US begins withdrawal from Paris climate pact
Secretary of state Mike Pompeo said he submitted a formal notice to the UN.
The US has told the United Nations it has begun the process of pulling out of the landmark 2015 Paris climate agreement.
Secretary of state Mike Pompeo said he submitted a formal notice to the UN, starting a withdrawal process that does not become official for a year.
Mr Pompeo’s statement touted America’s carbon pollution cuts and called the Paris deal an “unfair economic burden” to the US economy.
Nearly 200 nations signed the climate deal in which each country provides its own goals to curb emissions of heat-trapping gases that lead to climate change.
“In international climate discussions, we will continue to offer a realistic and pragmatic model — backed by a record of real world results — showing innovation and open markets lead to greater prosperity, fewer emissions and more secure sources of energy,” Mr Pompeo said in a statement.
— Secretary Pompeo (@SecPompeo) November 4, 2019
Today we begin the formal process of withdrawing from the Paris Agreement. The U.S. is proud of our record as a world leader in reducing all emissions, fostering resilience, growing our economy, and ensuring energy for our citizens. Ours is a realistic and pragmatic model.
With a hand-delivered letter, the US is the first nation to pull out of the deal. Agreement rules prevented any country from pulling out in the first three years after ratification on November 4 2016.
President Donald Trump has been promising withdrawal for two years, but Monday was the first time he could actually do it.
His decision was condemned as a reckless failure of leadership by environmental experts, activists and critics such as former New York City mayor Michael Bloomberg.
“Donald Trump is the worst president in history for our climate and our clean air and water,” said Michael Brune, the executive director of the Sierra Club.
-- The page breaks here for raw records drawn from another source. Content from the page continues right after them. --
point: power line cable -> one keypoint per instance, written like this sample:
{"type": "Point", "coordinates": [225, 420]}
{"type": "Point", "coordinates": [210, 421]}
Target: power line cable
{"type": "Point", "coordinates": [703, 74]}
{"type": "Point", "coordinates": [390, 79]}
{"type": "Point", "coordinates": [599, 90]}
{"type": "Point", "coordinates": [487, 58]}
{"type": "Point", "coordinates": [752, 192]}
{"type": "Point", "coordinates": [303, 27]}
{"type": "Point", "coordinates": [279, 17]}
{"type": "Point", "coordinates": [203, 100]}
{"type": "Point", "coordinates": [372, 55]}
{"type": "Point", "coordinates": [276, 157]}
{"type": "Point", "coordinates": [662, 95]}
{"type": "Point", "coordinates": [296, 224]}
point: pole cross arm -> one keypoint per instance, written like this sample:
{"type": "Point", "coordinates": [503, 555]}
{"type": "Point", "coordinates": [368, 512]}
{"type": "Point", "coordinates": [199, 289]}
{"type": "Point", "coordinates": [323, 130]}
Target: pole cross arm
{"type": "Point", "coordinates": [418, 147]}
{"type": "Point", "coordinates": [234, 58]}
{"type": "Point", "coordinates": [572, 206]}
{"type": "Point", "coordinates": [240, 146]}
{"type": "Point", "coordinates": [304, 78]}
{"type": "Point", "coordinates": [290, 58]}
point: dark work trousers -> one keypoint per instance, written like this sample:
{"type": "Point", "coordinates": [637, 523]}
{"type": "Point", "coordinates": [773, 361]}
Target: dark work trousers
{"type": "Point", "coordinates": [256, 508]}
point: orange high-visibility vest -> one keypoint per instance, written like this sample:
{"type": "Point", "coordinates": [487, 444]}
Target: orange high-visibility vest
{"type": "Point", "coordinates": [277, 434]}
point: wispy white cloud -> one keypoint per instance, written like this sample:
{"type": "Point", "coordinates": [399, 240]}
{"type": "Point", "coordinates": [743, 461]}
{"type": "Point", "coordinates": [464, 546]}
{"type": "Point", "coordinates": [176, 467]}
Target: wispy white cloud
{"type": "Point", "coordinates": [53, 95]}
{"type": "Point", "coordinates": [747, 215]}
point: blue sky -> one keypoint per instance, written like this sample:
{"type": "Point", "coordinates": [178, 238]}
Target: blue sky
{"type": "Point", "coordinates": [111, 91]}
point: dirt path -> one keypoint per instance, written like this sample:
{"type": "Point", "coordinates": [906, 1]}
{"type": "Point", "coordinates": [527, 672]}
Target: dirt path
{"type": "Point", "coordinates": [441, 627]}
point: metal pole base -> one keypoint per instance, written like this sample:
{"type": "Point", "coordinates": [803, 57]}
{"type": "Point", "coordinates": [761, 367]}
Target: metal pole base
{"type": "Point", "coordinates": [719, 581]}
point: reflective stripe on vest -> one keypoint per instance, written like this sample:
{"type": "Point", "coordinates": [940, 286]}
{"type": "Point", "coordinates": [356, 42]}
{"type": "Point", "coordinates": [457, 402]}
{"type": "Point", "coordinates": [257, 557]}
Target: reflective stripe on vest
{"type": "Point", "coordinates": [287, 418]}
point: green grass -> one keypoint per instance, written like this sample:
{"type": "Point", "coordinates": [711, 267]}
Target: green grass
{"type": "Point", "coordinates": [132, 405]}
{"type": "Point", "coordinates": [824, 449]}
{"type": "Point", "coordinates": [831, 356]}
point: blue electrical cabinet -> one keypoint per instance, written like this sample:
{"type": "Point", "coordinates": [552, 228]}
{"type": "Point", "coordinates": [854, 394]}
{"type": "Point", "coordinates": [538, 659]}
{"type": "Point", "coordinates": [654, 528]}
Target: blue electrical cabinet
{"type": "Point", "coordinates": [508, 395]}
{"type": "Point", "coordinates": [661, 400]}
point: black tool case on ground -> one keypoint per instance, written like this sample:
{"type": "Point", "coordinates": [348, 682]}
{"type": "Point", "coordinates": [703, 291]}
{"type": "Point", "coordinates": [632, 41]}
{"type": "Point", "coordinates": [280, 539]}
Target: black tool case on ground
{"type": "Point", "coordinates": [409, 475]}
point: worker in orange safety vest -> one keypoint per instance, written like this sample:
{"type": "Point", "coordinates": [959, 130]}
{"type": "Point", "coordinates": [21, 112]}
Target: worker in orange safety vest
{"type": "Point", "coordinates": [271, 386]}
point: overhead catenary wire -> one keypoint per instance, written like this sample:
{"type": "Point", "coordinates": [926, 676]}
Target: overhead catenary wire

“Long after Trump is out of office, his decision to withdraw the United States from the Paris Agreement will be seen as a historic error.”
The agreement set goals of preventing another 0.5C to 1C of warming from current levels. Even the pledges made in 2015 were not enough to prevent those levels of warming.
The deal calls for nations to come up with more ambitious pollution cuts every five years, starting in November 2020. Because of the expected withdrawal, the US role in 2020 negotiations will be reduced, experts said.
Climate change, largely caused by the burning of coal, oil and gas, has already warmed the world by 1C since the late 1800s, caused massive melting of ice globally, triggered weather extremes and changed ocean chemistry.
Scientists say that depending on how much carbon dioxide is emitted, it will only get worse by the end of the century, with temperatures jumping by several degrees and oceans rising by close to 3ft.
Mr Trump has been threatening to pull out of the Paris deal since 2017, often mischaracterising the terms of the agreement, which are voluntary. In October, he called it a massive wealth transfer from America to other nations and said it was one-sided.
That is not the case, experts said.
For example, the US goal — set under Barack Obama — had been to reduce carbon dioxide emission in 2025 by 26% to 28% compared with 2005 levels. This translates to about 15% compared with 1990 levels.
The European Union’s goal was to cut carbon pollution in 2030 by 40% compared with 1990 levels, which is greater than America’s pledge, said Rob Jackson, a Stanford University professor and chairman of the Global Carbon Project. The UK has already exceeded that goal, he said.